Tal escenario, además de provocar que la ciudadanía se aparte de las noticias, conduce a la búsqueda de alternativas que provoquen un placer inmediato, capaz de alejar preocupaciones y temores. El público ansía cobijarse bajo un caparazón que le proteja de una realidad que bien por inabarcable, bien por inmanejable y estremecedora, le provoca infelicidad. Y llegados a este punto, ¿qué mejor que la ficción? La disfrutamos como real a sabiendas de que no lo es; colma nuestras horas de creatividad, belleza y emociones a cambio de unas pocas monedas y nos basta con pulsar un botón para anular cualquier potencial decepción y hallar ipso facto una solución que satisfaga nuestra necesidad de goce urgente. ¿Hay quien dé más?

Si al paisaje descrito le añadimos la sociedad robotizada que nos espera a la vuelta de la esquina, donde las máquinas sustituirán a buena parte de la fuerza laboral y el tiempo de ocio se incrementará exponencialmente, la aplastante victoria de la ficción se adivina insoslayable. El mundo real, el que siempre ha ocupado nuestros desvelos porque es el que de verdad nos afecta y debe importarnos, al que la ficción se ha limitado a acompañar durante siglos a modo de fiel vasalla, tornará en marginal. Las implicaciones son devastadoras, empezando por el concepto de democracia entendido como la suma de las voluntades individuales basadas en el conocimiento. ¿Del protagonista de qué serie nos vamos a fiar para decantarnos por una opción política u otra?

De confirmarse las peores previsiones, la opinión pública girará la vista hacia la realidad en contadas ocasiones y escenarios. Primará en todo momento un ánimo selectivo que le permita eludir el estiércol y deleitarse con aquello de felicidad que pueda exprimir. El padre de un amigo, hincha del Real Madrid, evitaba ver en directo los partidos del equipo de sus amores, pero los grababa en vídeo. Una vez transcurridos los 90 minutos, encendía la radio. Si los merengues habían ganado, disfrutaba del partido sobre la marcha; si habían sucumbido al rival, borraba de inmediato la cinta de VHS; en caso de empate, decidía en función de las implicaciones del resultado en la clasificación del campeonato. ¿Por qué sufrir cuando contamos con la posibilidad de elegir? Si el Real Madrid pierde, pasemos el mal trago con la segunda temporada de esa estupenda serie de la que habla todo el mundo. Llenemos nuestra vida de positividad y momentos felices. Convirtámosla en algo parecido a un paraíso.

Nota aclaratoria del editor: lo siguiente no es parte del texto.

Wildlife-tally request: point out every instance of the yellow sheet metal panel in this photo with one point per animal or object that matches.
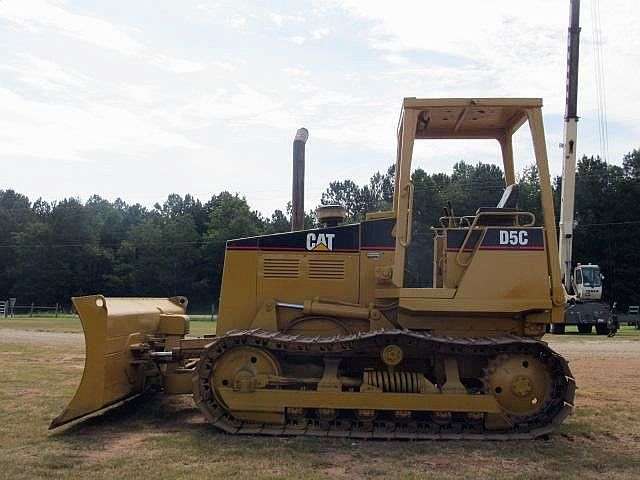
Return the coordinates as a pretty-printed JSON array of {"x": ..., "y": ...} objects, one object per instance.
[
  {"x": 238, "y": 307},
  {"x": 111, "y": 326},
  {"x": 295, "y": 277}
]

Nada que objetar a ese deseo de embriagarse de felicidad si no implicará dar la espalda a lo de malo que acontece y nos afecta, renunciando al control del poder y a la búsqueda de la justicia y el perfeccionamiento. Si el mundo va por su lado y nosotros por otro, habremos perdido los mandos de la realidad, y cuando unos pierden los mandos, otros los toman. Incluso por medio de la ficción, porque también a través de ella pueden protagonizarse barrabasadas de toda índole. Así lo plasman los libros de historia.

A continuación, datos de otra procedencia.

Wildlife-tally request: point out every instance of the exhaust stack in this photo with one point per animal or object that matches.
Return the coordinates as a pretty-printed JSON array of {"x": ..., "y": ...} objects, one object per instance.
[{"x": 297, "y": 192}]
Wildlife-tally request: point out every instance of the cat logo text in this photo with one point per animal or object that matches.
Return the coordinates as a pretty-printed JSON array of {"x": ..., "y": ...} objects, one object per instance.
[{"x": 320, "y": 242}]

Allá por la primavera de 2017, una tarde tras abandonar el aula de subtitulación audiovisual de la University College of London, me topé con una pancarta que servía de reclamo a la librería Waterstones de Gower Street: Fiction…because real life is terrible (Ficción… porque la vida real es terrible). Me pareció harto ingeniosa. Lo suficiente para sacarle la foto que acompaña a este artículo. Hoy en día no estoy tan seguro de las bondades de un mundo gobernado por Pinocho.